6. Bank failures and geopolitical tensions  

The failure of Silicon Valley Bank (SVB) in March 2023 in the United States, and the instability of many banks, sent shockwaves through the banking sector. The failure of other banks, such as Signature Bank, and tensions surrounding regional institutions, led to fears of risk contagion in the financial system. This situation of bankruptcies, unprecedented since 2008, drove many investors into gold.  

In Europe, the crisis of confidence surrounding Credit Suisse, one of the biggest Swiss banks, also shook the markets in March 2023. Eventually taken over by UBS, the uncertainty generated by Credit Suisse boosted demand for gold. The ghosts of 2008 are still haunting trading floors. This general banking uncertainty has reinforced the need to find assets that are independent of the financial system.  

The growing geopolitical tensions since 2022 have finally fuelled structural changes in geopolitics and market behaviour. Gold traditionally benefits from wars because of its safe-haven and transnational nature. The risk of conflicts in Europe and the Middle East getting out of hand, and the growing bipolarisation of the world, have fuelled monetary and particular demand for precious metals.  

7. The depreciation of the euro and the diversification effect 

Despite a relatively strong dollar in 2022, it has shown signs of weakness as the Fed nears the end of its rate hike cycle. A weaker dollar makes gold cheaper for foreign investors, stimulating global demand. In addition, investors' desire to diversify their portfolios to protect themselves against fluctuations in the dollar helped to support the price of gold. 

Rising tensions between the United States and powers such as China over economic and geopolitical issues are also heightening interest in gold as a neutral asset. In a context where dollar-denominated assets are perceived as risky, gold appears to be an effective means of diversification and protection against currency risks. Nevertheless, the election of Donald Trump in the United States has strengthened the dollar's position and led to a fall in the gold price expressed in dollars. 

Symmetrically, the price of gold expressed in euros is more robust because the euro, which is more unstable than the dollar, depreciates more easily. The growing indebtedness of countries and record deficit levels in Europe and the United States are also helping to strengthen gold. The fiscal and budgetary instability resulting from these deficits is undermining confidence in the state.  

What should we bear in mind? 

Several economic, financial and geopolitical factors explain the surge in gold prices. Since the end of the gold standard in 1971, gold has appreciated significantly, particularly in times of crisis, inflation or falling interest rates.

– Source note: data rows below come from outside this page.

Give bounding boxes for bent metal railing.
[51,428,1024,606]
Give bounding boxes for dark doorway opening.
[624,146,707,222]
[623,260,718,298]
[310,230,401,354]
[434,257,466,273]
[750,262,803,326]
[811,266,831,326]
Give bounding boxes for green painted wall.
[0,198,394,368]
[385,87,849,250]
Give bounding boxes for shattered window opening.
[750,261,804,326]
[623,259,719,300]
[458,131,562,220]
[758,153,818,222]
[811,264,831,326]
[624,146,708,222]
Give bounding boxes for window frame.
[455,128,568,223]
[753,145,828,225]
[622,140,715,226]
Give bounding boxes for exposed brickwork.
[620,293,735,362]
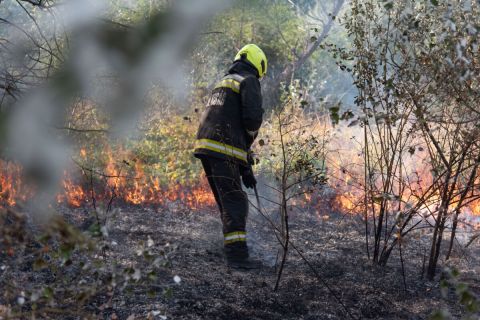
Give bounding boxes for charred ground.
[0,204,480,319]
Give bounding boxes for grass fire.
[0,0,480,320]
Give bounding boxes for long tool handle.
[253,185,262,213]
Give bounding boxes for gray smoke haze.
[8,0,229,216]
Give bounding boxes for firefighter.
[195,44,267,269]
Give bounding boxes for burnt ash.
[3,207,480,320]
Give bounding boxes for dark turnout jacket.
[195,61,263,165]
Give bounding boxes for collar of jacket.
[228,61,258,78]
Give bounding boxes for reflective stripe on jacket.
[195,61,263,164]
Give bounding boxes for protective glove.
[241,166,257,189]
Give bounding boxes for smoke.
[7,0,229,216]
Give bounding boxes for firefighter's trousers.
[201,157,248,259]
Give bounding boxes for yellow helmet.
[234,44,267,78]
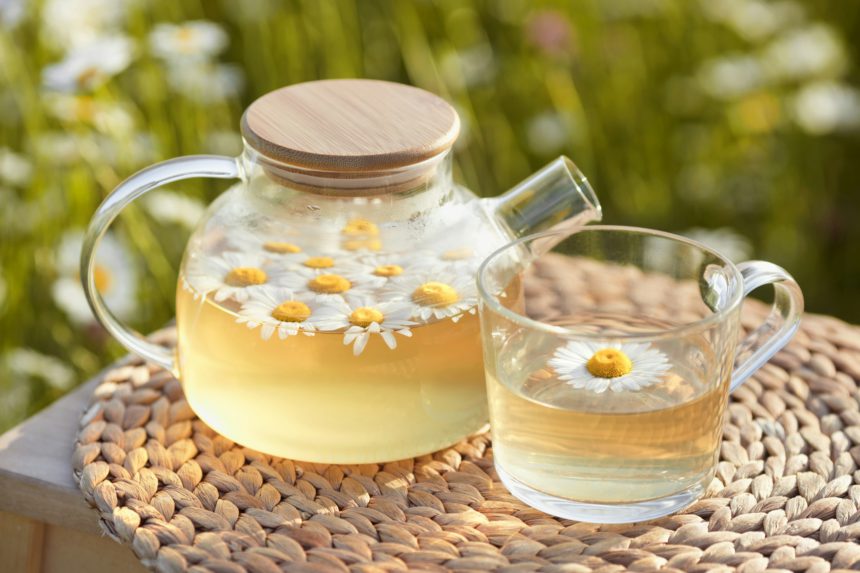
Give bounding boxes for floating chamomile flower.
[183,251,287,302]
[341,219,379,237]
[547,341,671,394]
[339,254,426,289]
[317,296,415,356]
[386,267,478,322]
[236,286,319,340]
[229,232,308,263]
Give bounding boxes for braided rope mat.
[73,260,860,573]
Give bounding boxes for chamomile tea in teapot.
[82,80,600,463]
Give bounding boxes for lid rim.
[241,79,461,173]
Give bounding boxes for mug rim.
[477,225,744,340]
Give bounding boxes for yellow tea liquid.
[487,310,728,504]
[176,277,487,463]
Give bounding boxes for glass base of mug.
[496,464,705,523]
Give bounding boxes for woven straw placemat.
[73,258,860,573]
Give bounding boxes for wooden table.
[0,378,146,573]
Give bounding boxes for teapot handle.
[81,155,241,374]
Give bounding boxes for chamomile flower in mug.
[547,341,671,394]
[317,296,415,356]
[386,267,478,322]
[183,251,287,303]
[236,286,319,340]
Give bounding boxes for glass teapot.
[81,79,600,463]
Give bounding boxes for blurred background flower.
[0,0,860,429]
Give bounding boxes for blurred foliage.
[0,0,860,429]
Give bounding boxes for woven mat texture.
[73,256,860,573]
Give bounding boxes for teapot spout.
[490,155,603,237]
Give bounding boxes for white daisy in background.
[0,147,33,186]
[40,0,129,50]
[236,286,320,340]
[149,20,230,61]
[51,231,138,324]
[526,111,579,155]
[183,251,285,303]
[4,348,76,390]
[317,296,415,356]
[167,62,245,104]
[547,341,671,394]
[697,54,764,100]
[42,35,134,92]
[143,189,206,229]
[385,267,478,322]
[792,81,860,135]
[763,23,848,80]
[203,129,247,157]
[45,93,134,135]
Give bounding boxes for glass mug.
[478,226,803,523]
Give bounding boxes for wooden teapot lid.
[242,79,460,172]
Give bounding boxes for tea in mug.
[487,314,728,504]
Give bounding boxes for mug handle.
[729,261,803,392]
[81,155,241,374]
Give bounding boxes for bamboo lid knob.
[242,79,460,174]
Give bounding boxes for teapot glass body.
[82,81,600,463]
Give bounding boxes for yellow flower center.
[93,265,113,294]
[412,281,460,306]
[349,306,385,328]
[341,239,382,251]
[442,247,472,261]
[224,267,268,286]
[585,348,633,378]
[272,300,311,322]
[263,241,302,255]
[373,265,403,277]
[308,275,352,294]
[74,96,95,121]
[343,219,379,237]
[302,257,334,269]
[75,67,101,88]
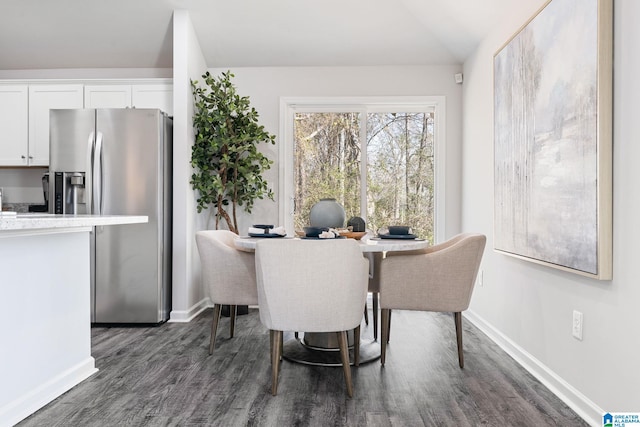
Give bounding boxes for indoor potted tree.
[190,71,275,233]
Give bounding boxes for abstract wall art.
[494,0,613,280]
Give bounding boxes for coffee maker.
[29,172,49,212]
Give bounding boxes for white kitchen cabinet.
[131,84,173,116]
[28,84,84,166]
[0,85,29,166]
[84,83,173,115]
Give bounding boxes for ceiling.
[0,0,524,70]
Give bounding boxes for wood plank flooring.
[18,309,587,427]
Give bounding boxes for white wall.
[171,10,208,322]
[462,0,640,425]
[209,66,462,236]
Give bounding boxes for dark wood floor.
[19,309,587,427]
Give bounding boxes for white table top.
[234,235,429,252]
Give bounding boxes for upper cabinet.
[28,84,83,166]
[0,80,173,166]
[0,85,29,166]
[84,83,173,116]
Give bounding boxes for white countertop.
[0,213,149,231]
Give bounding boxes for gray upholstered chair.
[380,234,487,368]
[256,239,369,397]
[196,230,258,354]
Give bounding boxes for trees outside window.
[285,98,437,242]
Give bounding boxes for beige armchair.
[196,230,258,354]
[380,234,487,368]
[256,239,369,397]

Recently, demand for physical gold has increased, driven by private investors seeking to hedge against economic risks and central banks seeking to reduce their dependence on the dollar. Gold production reached a record high in 2024, but high extraction costs are keeping pressure on supply, supporting prices. 

The Fed's monetary policy, marked by rate rises to combat inflation, has not dampened gold's appeal. Real interest rates remain low, and gold remains a safe haven in the event of a recession. In addition, banking crises such as that of Silicon Valley Bank and geopolitical tensions in Europe and the Middle East are fuelling uncertainty, encouraging investors to turn to gold. 

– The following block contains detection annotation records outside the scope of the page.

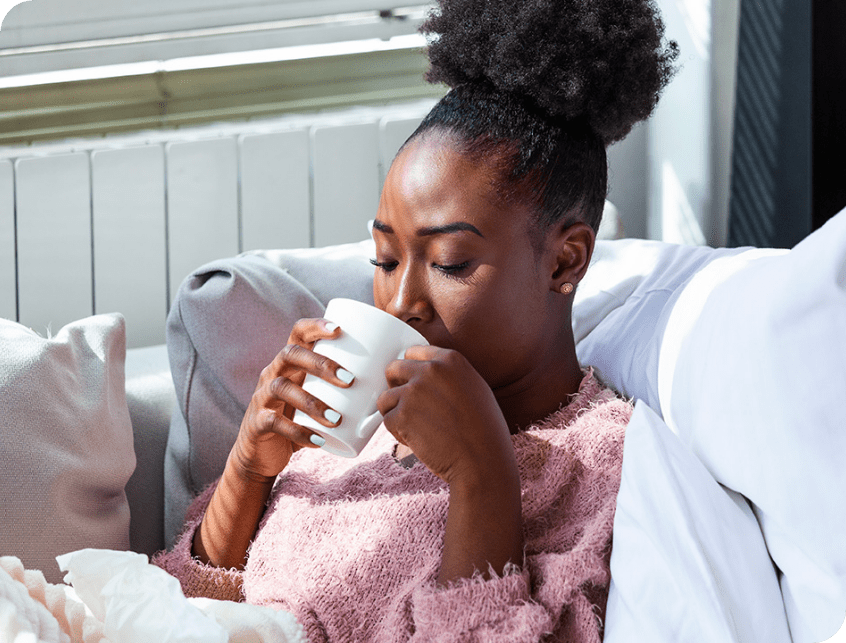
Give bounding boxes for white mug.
[294,299,428,458]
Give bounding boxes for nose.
[385,266,434,330]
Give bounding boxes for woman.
[157,0,676,641]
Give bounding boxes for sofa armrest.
[126,344,176,554]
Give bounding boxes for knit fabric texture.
[153,371,632,643]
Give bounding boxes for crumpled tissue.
[56,549,307,643]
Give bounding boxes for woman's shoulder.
[515,368,634,470]
[540,368,634,431]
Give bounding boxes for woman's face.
[373,135,566,390]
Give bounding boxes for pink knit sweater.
[154,373,632,643]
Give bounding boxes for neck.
[494,346,584,433]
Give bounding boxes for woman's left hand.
[378,346,514,484]
[378,346,523,585]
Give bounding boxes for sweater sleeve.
[412,566,554,643]
[150,483,244,602]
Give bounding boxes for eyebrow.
[373,219,485,239]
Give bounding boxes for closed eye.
[432,261,470,275]
[370,259,399,272]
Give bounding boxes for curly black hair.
[409,0,678,234]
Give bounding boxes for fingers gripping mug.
[294,299,428,458]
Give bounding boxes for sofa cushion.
[0,314,135,583]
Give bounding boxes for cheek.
[373,268,391,310]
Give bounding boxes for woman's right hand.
[229,319,352,480]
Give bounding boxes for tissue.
[56,549,229,643]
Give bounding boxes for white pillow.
[573,239,744,410]
[604,401,791,643]
[0,314,135,583]
[659,211,846,643]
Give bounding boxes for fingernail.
[323,409,341,424]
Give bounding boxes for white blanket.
[0,549,306,643]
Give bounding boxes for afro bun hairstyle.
[420,0,678,146]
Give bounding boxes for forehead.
[377,135,528,237]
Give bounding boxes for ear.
[549,221,596,292]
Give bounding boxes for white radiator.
[0,101,432,347]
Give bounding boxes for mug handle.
[355,348,406,438]
[355,411,383,438]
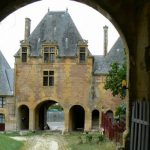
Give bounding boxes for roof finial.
[66,8,68,13]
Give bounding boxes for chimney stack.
[103,25,108,56]
[24,18,31,41]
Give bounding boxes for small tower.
[103,25,108,56]
[24,18,31,41]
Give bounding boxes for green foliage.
[65,133,116,150]
[0,134,23,150]
[104,62,126,99]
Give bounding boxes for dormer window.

Lastly, the depreciation of certain currencies such as the euro, and to a lesser extent the dollar, makes gold even more attractive to international investors. In particular, the growing tensions between the world's major powers are reinforcing gold's role as a safe haven and diversification tool. 

All in all, the current record highs in real terms show that this precious metal occupies an unprecedented position in the global financial system, making it a key asset in wealth management strategies.